Das war leichter gesagt als getan, denn eine Spur dorthin gab es nicht.
Auch wenn unsere Computer noch so gut arbeiteten und sämtliche Möglichkeiten durchcheckten, ein Erfolg war uns bisher nicht beschienen worden. So konnten wir uns nur die Haare raufen und hoffen, dass der Drucker irgendwann einen Hinweis ausspuckte.
Der November hatte zunächst mit Regen und in den höheren Lagen mit Schnee begonnen. Danach wollte sich der Wettergott von seiner besseren Seite zeigen, hatte uns Kälte geschickt, die ersten Fröste, aber auch Sonnenschein am Tag.
London lag unter einer herrlichen Herbstsonne. Die Stadt war nahtlos von einem goldenen Oktober in einen beinahe goldenen November übergegangen. Die zahlreichen Parks und Grünflächen zeigten sich in den wunderschönsten Herbstfarben.
Das helle Gelb strahlte noch einmal auf, als es von den Strahlen der Sonne betupft wurde. Da schien die Natur noch einmal Atem holen zu wollen, bevor sie in ihren Winterschlaf fiel.

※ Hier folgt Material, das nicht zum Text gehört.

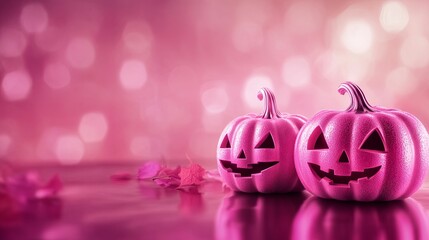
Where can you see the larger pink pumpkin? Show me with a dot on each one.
(256, 152)
(364, 153)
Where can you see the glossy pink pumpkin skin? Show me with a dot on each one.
(364, 153)
(252, 162)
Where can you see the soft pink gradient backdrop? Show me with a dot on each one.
(101, 81)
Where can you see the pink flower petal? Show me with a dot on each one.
(121, 176)
(192, 175)
(171, 172)
(213, 175)
(167, 182)
(148, 170)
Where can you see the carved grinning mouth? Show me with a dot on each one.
(246, 172)
(338, 180)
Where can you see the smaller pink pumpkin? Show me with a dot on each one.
(364, 153)
(256, 152)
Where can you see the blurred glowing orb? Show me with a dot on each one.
(394, 16)
(16, 85)
(93, 127)
(401, 81)
(34, 18)
(80, 53)
(133, 74)
(215, 100)
(296, 72)
(253, 84)
(415, 51)
(56, 75)
(297, 17)
(137, 36)
(5, 142)
(12, 42)
(246, 36)
(357, 36)
(52, 39)
(69, 149)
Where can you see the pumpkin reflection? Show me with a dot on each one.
(327, 219)
(248, 216)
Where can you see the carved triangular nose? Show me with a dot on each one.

Der Himmel war hell, ich musste die Sonnenbrille aufsetzen und dachte daran, dass es Säfte in einem bestimmten Geschäft gab, wo ich zudem noch Zeitschriften bekam.
Der Laden gehörte Massimo Strela, einem Italiener, der zudem noch Lebensmittel und Wein aus seiner Heimat verkaufte. Auch seine Grappas konnten sich sehen lassen. Sie besaßen eine Superqualität.
Massimo Strela war in der Straße ein geachteter Mann. Immer freundlich, vor allen Dingen zu den Kindern. Manchmal hatte er ein neapolitanisches Lied auf den Lippen, so kannte man ihn, und so war er zu einer Institution geworden.
Da ich dreimal bei ihm eingekauft hatte, weil sein Geschäft nicht weit vom Krankenhaus entfernt lag, wurde ich schon wie ein alter Stammkunde begrüßt.
Auch ich freute mich darauf, ihn zu sehen, und natürlich seine quirlige Frau Marietta mit den lackschwarzen Lockenhaaren und dem Feuer in den Augen.
Wer zu seinem Laden ging, konnte ihn gar nicht verfehlen, weil Massimo Strela vor dem Schaufenster stets seine Gemüsekisten aufgebaut hatte.
Diesmal allerdings lagen sie am Boden. Salatköpfe, Schlangengurken, Auberginen und Avocados waren auf das Pflaster gerollt und wurden von dem Ehepaar aufgesammelt, was ich beim Heranschlendern erkennen konnte. Als ich eintraf, hob Massimo den letzten Salatkopf auf, seine Frau war bereits im Laden verschwunden.
Traurig schaute er den Salat an und sagte leise: »Den kann ich nicht mehr verkaufen. Alles muss ich wegwerfen, auch die Tomaten.«
»Das kann man abwaschen.«
Er hatte mich nicht gesehen. Jetzt hob er den Kopf und lachte mich an.
»Sie sind es, Signore.«
»Ja, ich.«
»Kommen Sie in mein Geschäft.«
»Moment noch.« Ich hielt ihm am Ärmel seines weißen Kittels fest. Er war ein rundlicher Mann mit glatten Haaren, einem ebenfalls runden Gesicht und einem schmalen Bärtchen auf der Oberlippe. »Darf ich fragen, wer Ihnen diesen Streich gespielt hat?«
»Streich? Das war mehr als ein Streich.«
»Stimmt. Wer war es?«
Er überlegte eine Weile, bevor er sagte: »Das waren Rowdies. Leute, die andere quälen wollen.«
Damit hätte der Fall für mich erledigt sein können, das war er nicht. Die Antwort schien mir gelogen zu sein. Mir war die kalte Angst in den Augen des Italieners nicht entgangen, und ich dachte mir meinen Teil. Vor mir betrat er den Laden, schaute sich noch um, wobei er rechts und links über den Gehsteig hinwegblickte.
»Werden die Burschen noch einmal zurückkehren?« fragte ich ihn.